Mmmm, a little historical perspective.
Back in the '70s, there was no drug testing of any kind in general industry; I can't speak for jobs involving security clearances. Employers approached it as a competency issue: if you did the job competently, you were fine. If you did the job incompetently, for any reason, you were out. And that was it.
If you were failing on the job and it was known you had a drug or alcohol problem, a good employer (big corporations, anyway) would call you in, bring up the problem, and ask you to address it. If you refused, you continued to work until your job performance became unacceptable. If you agreed to address the problem, a program of treatment was suggested; usually HR would hook you up with something. I worked for an insurance company that would actually pay for 30 days of drying out and counseling, no questions asked. And usually, the problem was alcohol, or mainly alcohol.

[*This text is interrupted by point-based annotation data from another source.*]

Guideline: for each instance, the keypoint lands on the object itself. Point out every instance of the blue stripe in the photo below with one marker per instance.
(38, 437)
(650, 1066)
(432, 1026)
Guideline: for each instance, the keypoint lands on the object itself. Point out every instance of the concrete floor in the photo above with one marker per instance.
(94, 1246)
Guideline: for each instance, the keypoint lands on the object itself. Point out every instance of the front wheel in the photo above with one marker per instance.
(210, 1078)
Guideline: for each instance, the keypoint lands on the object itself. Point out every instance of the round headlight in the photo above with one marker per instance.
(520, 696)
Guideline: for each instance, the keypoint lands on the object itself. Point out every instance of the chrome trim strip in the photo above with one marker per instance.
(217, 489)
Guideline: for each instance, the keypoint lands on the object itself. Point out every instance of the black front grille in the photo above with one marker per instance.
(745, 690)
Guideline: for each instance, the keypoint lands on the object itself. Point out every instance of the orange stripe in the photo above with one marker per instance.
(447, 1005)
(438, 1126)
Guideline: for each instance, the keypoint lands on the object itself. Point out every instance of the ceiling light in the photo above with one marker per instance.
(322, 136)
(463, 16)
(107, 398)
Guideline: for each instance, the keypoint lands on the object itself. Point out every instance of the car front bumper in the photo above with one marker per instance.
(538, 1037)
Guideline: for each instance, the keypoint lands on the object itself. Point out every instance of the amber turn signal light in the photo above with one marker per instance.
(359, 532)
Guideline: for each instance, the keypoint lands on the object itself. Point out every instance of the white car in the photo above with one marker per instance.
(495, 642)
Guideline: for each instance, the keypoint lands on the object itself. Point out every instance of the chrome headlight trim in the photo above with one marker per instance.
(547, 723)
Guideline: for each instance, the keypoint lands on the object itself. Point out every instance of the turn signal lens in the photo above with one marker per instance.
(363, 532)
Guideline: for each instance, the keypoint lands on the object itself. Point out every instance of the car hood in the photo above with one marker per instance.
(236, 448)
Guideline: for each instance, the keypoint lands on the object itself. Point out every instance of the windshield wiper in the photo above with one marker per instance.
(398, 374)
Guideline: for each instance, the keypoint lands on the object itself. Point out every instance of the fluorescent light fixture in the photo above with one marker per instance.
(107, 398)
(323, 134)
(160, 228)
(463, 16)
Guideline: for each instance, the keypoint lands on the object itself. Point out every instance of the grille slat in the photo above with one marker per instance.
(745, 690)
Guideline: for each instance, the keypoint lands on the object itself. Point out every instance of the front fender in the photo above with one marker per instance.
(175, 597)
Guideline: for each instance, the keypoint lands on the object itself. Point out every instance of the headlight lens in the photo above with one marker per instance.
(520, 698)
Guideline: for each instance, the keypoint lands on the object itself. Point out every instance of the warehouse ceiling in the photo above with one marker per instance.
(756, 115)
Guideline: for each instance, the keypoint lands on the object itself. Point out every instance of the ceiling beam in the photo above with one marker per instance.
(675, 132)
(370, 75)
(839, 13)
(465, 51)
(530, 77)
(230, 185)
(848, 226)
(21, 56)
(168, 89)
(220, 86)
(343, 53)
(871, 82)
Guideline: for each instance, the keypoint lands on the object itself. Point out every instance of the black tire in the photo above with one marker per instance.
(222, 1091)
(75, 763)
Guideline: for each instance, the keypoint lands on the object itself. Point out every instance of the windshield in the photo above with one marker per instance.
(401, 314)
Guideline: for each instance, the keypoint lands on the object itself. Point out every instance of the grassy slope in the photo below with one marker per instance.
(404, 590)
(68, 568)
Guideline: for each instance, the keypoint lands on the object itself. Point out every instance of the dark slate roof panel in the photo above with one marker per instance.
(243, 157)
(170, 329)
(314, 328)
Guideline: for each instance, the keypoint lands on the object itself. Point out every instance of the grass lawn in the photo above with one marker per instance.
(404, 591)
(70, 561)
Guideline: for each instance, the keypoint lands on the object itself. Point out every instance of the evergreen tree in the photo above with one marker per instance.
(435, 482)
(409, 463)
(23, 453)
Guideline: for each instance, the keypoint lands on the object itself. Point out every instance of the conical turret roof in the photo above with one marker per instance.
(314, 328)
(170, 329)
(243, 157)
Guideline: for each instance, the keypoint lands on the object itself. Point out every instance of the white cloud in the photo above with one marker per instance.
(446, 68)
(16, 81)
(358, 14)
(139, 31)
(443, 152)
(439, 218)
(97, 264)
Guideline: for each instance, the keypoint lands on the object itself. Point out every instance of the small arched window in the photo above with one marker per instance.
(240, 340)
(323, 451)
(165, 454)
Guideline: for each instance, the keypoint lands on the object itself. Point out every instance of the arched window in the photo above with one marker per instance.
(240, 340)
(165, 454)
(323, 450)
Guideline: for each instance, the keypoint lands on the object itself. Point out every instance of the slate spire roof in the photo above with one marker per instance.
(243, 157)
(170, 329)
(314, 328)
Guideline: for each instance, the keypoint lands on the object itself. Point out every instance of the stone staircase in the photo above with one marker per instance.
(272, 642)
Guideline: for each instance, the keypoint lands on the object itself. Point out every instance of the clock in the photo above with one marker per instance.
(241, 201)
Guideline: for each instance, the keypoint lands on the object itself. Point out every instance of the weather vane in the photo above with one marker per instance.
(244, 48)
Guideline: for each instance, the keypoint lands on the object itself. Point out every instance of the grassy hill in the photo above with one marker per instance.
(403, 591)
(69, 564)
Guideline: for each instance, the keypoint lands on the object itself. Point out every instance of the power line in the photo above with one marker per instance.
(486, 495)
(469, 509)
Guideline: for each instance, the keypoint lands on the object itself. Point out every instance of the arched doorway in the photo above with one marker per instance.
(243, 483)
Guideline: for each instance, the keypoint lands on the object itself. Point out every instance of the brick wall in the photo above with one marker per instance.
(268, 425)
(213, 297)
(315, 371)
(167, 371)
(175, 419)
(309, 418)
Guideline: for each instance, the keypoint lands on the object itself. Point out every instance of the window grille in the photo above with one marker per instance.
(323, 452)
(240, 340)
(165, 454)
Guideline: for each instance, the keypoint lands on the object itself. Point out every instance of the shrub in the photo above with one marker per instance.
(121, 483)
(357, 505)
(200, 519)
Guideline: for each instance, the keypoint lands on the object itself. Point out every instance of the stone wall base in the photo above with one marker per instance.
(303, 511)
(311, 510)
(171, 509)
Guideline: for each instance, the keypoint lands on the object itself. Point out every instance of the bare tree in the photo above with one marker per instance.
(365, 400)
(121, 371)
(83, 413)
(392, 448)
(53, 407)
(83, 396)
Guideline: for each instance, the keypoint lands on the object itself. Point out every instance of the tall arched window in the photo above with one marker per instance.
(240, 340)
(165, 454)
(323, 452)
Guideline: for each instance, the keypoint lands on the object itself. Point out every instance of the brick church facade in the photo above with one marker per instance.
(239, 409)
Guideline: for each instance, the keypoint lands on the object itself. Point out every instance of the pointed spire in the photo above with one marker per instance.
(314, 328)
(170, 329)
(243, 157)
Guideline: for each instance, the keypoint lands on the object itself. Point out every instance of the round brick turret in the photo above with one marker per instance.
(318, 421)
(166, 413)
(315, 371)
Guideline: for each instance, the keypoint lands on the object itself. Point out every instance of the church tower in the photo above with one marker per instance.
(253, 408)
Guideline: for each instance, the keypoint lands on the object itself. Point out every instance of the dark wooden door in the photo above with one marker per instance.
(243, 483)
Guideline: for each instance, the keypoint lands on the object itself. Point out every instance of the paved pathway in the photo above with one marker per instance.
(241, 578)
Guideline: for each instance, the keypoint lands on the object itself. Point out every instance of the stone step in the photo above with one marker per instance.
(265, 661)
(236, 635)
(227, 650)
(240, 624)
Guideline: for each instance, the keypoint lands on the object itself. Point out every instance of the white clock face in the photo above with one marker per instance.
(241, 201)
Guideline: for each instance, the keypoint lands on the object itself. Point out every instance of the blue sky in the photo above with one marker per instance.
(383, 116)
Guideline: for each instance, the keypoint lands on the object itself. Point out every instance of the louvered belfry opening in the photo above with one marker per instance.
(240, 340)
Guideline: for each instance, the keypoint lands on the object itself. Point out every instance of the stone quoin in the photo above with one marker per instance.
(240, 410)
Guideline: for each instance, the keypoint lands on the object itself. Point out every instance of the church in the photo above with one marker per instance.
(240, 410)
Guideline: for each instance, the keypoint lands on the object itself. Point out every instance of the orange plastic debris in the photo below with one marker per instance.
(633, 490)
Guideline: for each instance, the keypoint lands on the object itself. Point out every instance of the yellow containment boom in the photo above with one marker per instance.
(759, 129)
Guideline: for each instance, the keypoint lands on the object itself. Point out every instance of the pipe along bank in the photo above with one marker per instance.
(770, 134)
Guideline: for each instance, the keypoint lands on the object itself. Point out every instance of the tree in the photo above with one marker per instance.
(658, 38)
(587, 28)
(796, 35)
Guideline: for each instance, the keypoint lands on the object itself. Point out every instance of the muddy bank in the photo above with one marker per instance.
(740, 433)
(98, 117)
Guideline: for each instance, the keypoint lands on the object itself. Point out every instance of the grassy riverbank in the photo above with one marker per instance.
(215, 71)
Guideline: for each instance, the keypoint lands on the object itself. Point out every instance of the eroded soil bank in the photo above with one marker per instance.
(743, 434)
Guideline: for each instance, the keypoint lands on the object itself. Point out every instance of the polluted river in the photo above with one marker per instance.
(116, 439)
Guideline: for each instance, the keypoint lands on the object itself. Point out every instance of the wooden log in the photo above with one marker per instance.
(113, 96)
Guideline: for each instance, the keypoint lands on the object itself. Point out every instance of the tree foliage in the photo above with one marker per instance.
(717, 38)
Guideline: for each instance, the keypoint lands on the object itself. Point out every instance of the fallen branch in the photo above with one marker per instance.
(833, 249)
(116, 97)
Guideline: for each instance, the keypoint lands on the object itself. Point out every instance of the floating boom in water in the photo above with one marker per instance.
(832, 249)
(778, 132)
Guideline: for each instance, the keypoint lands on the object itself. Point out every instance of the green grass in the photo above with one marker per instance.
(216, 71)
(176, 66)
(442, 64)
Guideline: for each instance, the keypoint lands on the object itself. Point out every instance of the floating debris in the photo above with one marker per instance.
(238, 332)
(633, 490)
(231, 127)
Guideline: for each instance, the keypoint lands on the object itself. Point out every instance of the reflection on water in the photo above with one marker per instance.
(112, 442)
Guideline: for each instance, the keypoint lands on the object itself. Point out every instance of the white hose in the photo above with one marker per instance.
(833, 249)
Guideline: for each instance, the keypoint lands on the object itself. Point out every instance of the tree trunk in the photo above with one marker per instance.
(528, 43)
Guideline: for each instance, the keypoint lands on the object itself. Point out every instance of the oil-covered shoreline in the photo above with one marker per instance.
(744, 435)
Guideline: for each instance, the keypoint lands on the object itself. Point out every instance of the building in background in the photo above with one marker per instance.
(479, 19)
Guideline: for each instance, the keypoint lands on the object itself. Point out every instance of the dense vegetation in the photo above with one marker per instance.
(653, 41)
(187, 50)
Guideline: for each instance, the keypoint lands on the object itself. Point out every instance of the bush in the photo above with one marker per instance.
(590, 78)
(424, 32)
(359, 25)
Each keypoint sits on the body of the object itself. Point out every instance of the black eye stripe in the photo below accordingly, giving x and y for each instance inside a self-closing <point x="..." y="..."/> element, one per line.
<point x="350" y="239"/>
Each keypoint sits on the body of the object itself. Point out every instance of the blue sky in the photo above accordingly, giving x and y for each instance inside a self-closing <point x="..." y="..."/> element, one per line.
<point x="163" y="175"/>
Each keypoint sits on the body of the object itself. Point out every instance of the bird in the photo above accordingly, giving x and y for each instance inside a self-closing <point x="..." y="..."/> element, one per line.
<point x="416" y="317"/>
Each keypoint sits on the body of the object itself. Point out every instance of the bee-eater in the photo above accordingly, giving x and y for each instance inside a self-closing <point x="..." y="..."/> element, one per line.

When the "war on drugs" ramped up in the late '70s and early '80s, more and more companies started requiring drug testing -- for no good reason. It was just the fashion, spurred on by politics and propaganda. Drugs were bad. We didn't want to employ people who used them, even off the job. There was no sudden explosion of drug-related issues on the job. Then as now, most of the corporate drones I know with "drug problems" are boozers. On the other hand, I know a guy who every night sits down to television with a nice joint and has worked in IT for a huge national bank for 20 years, completely competently.
I just got a job at a university, and nobody required a blood test. But if I wanted to work as a sales clerk at the Salvation Army store, I would have to have a blood test. What is the difference here -- except some employer's idea that he or she has the freedom to evaluate an employee's _entire_ life and lifestyle, not just the part from 8 to 5. That is unacceptable.